Et les foyers à pellets ? Les pellets, ce sont ces petits granulés de bois (de résineux ! voir plus bas…) compressés vendus en sac. Avant tout, il faut se souvenir que le foyer à pellets ne fonctionne que si vous avez de l’électricité ! Je ne connais pas à ce jour de poêle à pellets qui fonctionne sans. L’électricité sert au fonctionnement du foyer (allumage automatique, alimentation du feu par thermostat, mais aussi la ventilation) On alimente le foyer par un réservoir. C’est de loin la solution la plus pratique, car la puissance est réglable, le combustible est facile à transporter et à trouver si on voyage, le rendement est supérieur (80 à 90%) mais bien sûr être relié au 220 V est indispensable pour cette option.
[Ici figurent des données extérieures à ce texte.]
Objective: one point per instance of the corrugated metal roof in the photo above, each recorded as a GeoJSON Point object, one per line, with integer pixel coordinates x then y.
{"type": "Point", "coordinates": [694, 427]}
Pour résumer, choisir un foyer de petite puissance, pas trop lourd ni encombrant, capable de brûler des bois en 33 cm, et pourvu d’un dessus plat. En 2017, on trouve des petits foyers qui vont de 500 euros environ à plus de 300 : il est important de faire la différence entre les qualités essentielles de votre foyer et son design !

Installer son foyer

Il faut trouver une place idéale pour votre foyer dans votre architecture intérieure : vous allez vivre avec lui !
Installer un foyer, c’est forcément prévoir un « échappement », à savoir un tuyau d’évacuation qui va communiquer avec l’extérieur. A la sortie du foyer, le trou d’échappement se connecte à un tuyau de poêle, qui vient s’emmancher dans un conduit spécial qui est isolé au contact du plafond ou de la paroi de votre habitacle. Il est interdit et exclu d’utiliser des conduits de diamètre inférieur au trou de sortie du foyer. A l’extérieur, ce tuyau (forcément amovible si vous bougez) doit avoir une hauteur au moins supérieure au faîtage de votre Tiny pour permettre un tirage correct sans interférence avec votre toit et bien sûr il doit avoir un chapeau pour que la pluie n’y rentre pas. Bien entendu, un conduit qui mesure 2 mètres entre la sortie du poêle et le haut de la cheminée tirera beaucoup moins (jusqu’à compromettre le fonctionnement du foyer ?) qu’un conduit qui fait 4 mètres…

Que ce soit le positionnement de votre foyer par rapport à la cloison et la pose des conduits, il est absolument nécessaire de bien réaliser ce genre de travaux dans les règles de l’art ! Rien n’interdit de le faire soi-même, mais il y a des normes à respecter, en particulier sur l’éloignement des parties chaudes par rapport aux zones inflammables ou dommageables par la chaleur, comme dans toute construction classique.